Activate your QIIME 2 environment and run the following script to process the sequences. If necessary, edit the truncation parameters for the DADA2 plugin to match your results from running Figaro, or your own choices from observing the quality plots.
#Import sequences
qiime tools import \
--type 'SampleData[PairedEndSequencesWithQuality]' \
--input-path manifest_file.tsv \
--output-path paired-end-demux.qza \
--input-format PairedEndFastqManifestPhred33V2
# Visualize imported data
qiime demux summarize \
--i-data paired-end-demux.qza \
--o-visualization demux.qzv
# Run dada2
qiime dada2 denoise-paired \
--i-demultiplexed-seqs paired-end-demux.qza \
--p-trunc-len-f 89 \
--p-trunc-len-r 186 \
--p-pooling-method 'pseudo' \
--p-n-threads 4 \
--o-table table.qza \
--o-representative-sequences rep-seqs.qza \
--o-denoising-stats denoising-stats.qza
# Export denoising stats
qiime metadata tabulate \
--m-input-file denoising-stats.qza \
--o-visualization denoising-stats.qzv
# Tree the representative sequences
qiime phylogeny align-to-tree-mafft-fasttree \
--i-sequences rep-seqs.qza \
--p-n-threads 4 \
--o-alignment aligned-rep-seqs.qza \
--o-masked-alignment masked-aligned-rep-seqs.qza \
--o-tree unrooted-tree.qza \
--o-rooted-tree rooted-tree.qza
# Export OTU table
mkdir phyloseq
qiime tools export \
--input-path table.qza \
--output-path phyloseq
# Convert biom format to tsv format
biom convert \
-i phyloseq/feature-table.biom \
-o phyloseq/otu_table.tsv \
--to-tsv
cd phyloseq
sed -i '1d' otu_table.tsv
sed -i 's/#OTU ID//' otu_table.tsv
cd ../
# Export representative sequences
qiime tools export \
--input-path rep-seqs.qza \
--output-path phyloseq
# Export tree files
qiime tools export \
--input-path unrooted-tree.qza \
--output-path phyloseq
cd phyloseq
mv tree.nwk unrooted_tree.nwk
cd ../
qiime tools export \
--input-path rooted-tree.qza \
--output-path phyloseq
cd phyloseq
mv tree.nwk rooted_tree.nwkClassify
Classify the representative sequences using one of the methods given on the pageĀ Classifying Representative Sequences.
Questions
The above script generates two qzv files: demux.qzv and denoising-stats.qzv. The first includes the number of sequences and quality plots for the raw sequences imported in the first step (qiime tools import).
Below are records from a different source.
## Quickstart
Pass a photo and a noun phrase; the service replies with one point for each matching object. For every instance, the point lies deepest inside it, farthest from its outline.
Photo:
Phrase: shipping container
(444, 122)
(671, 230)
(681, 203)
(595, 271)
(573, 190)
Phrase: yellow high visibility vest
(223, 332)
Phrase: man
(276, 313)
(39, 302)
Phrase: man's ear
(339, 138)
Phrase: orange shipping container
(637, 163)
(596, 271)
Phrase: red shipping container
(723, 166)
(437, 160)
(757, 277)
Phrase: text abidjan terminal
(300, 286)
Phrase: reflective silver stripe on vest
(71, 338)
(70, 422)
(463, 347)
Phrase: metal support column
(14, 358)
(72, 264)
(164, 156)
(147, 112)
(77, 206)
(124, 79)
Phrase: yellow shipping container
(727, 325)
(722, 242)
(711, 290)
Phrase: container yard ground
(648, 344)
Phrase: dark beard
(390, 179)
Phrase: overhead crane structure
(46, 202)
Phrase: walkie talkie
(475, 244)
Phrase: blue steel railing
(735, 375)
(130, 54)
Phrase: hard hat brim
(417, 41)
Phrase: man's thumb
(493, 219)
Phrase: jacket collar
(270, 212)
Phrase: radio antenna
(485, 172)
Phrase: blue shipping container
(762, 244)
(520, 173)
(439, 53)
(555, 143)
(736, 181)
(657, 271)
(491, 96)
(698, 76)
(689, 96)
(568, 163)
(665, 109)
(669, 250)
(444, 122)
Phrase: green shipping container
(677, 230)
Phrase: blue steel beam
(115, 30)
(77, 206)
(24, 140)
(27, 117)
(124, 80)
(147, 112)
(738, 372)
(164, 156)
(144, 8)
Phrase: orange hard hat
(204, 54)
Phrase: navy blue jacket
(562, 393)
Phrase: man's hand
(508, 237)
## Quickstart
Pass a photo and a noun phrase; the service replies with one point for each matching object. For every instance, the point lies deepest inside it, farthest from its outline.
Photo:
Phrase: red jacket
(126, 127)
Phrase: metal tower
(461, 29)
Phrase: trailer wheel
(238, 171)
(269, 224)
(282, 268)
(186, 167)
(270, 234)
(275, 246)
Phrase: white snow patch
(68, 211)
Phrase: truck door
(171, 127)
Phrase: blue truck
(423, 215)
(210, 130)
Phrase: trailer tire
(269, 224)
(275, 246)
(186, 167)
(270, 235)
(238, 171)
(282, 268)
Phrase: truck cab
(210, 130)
The second contains a report for each sample of the sequences passing each stage of processing by DADA2: filtered, denoised, merged and filtered of chimera.
Load demux.qza into QIIME2 View. From the quality plots, would you have chosen different truncation parameters? If so, after examining denoising-stats.qzv (below), re-run the processing with your own truncation parameters and compare overall retention results.
Load denoising-stats.qzv into QIIME2 View. How does the retention for the filtration step compare with FIGARO’s prediction?
References
Kozich JJ, Westcott SL, Baxter NT, Highlander SK, Schloss PD. 2013. Development of a dual-index sequencing strategy and curation pipeline for analyzing amplicon sequence data on the MiSeq Illumina sequencing platform. Appl Environ Microbiol 79:5112-20.